To solve this, we can use trigonometry to find the components of the velocity vector. The vector can be represented in terms of its horizontal (x) and vertical (y) components using the following formulas:

• $v_x = v \cdot \cos(\theta)$
• $v_y = v \cdot \sin(\theta)$

Where:

• $v$ is the magnitude of the vector (60 m/s),
• $\theta$ is the angle (45°),
• $v_x$ and $v_y$ are the x and y components of the vector.

Now, plugging in the values:

1. For $v_x$: $v_x = 60 \cdot \cos(45^\circ) = 60 \cdot \frac{\sqrt{2}}{2} \approx 60 \cdot 0.707 \approx 42.43 \, \text{m/s}$

2. For $v_y$: $v_y = 60 \cdot \sin(45^\circ) = 60 \cdot \frac{\sqrt{2}}{2} \approx 60 \cdot 0.707 \approx 42.43 \, \text{m/s}$

Thus, the components of the velocity vector are approximately:

• $v_x \approx 42.43 \, \text{m/s}$
• $v_y \approx 42.43 \, \text{m/s}$

If you need further explanations or have more questions, feel free to ask!

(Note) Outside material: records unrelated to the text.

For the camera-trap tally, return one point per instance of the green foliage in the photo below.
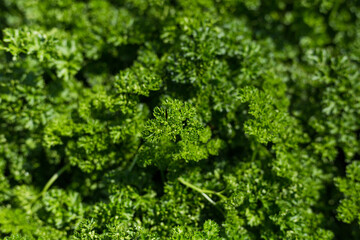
(179, 119)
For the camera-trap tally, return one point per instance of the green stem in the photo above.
(53, 179)
(202, 191)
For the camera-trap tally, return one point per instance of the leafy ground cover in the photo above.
(179, 119)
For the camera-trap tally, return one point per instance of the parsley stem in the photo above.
(200, 190)
(53, 179)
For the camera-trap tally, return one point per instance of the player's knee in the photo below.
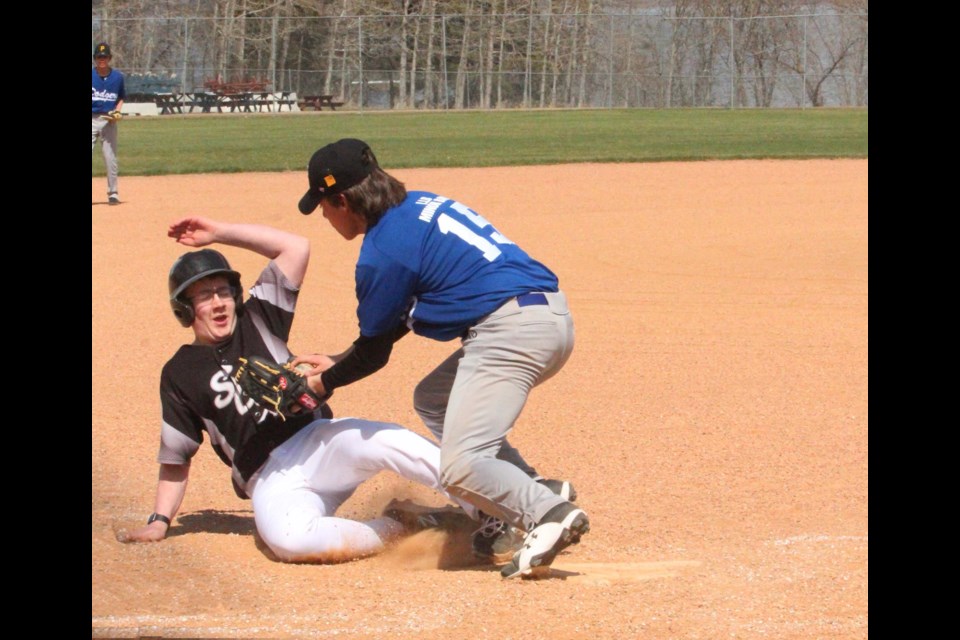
(453, 470)
(294, 547)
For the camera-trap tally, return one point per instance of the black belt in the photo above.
(525, 300)
(529, 299)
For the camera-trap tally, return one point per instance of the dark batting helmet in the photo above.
(194, 266)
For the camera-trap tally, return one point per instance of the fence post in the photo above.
(733, 66)
(360, 55)
(186, 49)
(446, 89)
(803, 77)
(610, 105)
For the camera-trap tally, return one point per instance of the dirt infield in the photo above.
(713, 416)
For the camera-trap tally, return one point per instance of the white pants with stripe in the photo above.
(306, 479)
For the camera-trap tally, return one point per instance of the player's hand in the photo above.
(318, 361)
(194, 232)
(153, 532)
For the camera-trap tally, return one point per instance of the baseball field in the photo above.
(713, 416)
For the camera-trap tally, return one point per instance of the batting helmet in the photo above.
(194, 266)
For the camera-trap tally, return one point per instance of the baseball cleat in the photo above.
(496, 541)
(560, 527)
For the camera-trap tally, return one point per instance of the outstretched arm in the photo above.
(290, 251)
(171, 487)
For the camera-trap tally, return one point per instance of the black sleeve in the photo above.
(369, 355)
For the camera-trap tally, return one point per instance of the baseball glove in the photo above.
(277, 387)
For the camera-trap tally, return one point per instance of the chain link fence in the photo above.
(509, 61)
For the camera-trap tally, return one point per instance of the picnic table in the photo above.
(168, 102)
(318, 102)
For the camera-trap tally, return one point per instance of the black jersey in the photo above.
(197, 391)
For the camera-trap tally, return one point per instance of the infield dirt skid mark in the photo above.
(604, 573)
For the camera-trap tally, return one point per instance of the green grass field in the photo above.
(213, 143)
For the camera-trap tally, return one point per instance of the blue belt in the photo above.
(529, 299)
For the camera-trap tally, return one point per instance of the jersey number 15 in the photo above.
(448, 224)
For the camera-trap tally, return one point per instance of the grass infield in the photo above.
(228, 143)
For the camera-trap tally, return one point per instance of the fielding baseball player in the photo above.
(297, 470)
(108, 96)
(434, 266)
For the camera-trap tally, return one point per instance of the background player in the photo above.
(108, 95)
(297, 471)
(433, 265)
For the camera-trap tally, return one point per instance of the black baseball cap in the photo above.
(335, 168)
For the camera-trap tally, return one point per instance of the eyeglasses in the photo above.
(206, 295)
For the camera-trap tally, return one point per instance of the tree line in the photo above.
(430, 54)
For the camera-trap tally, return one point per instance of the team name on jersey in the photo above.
(430, 208)
(228, 392)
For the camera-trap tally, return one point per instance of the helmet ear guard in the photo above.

Here are 5 related questions you might find helpful:

1. How do I interpret vector components in physics?
2. What is the significance of the angle between vectors?
3. How can I find the magnitude of a vector given its components?
4. What other methods can be used to decompose vectors into components?
5. What would happen if the angle were 90° or 0°?

Tip: When working with vectors, always double-check the angle's orientation relative to the axes, as that will affect which trigonometric functions to use (sine for y-components, cosine for x-components).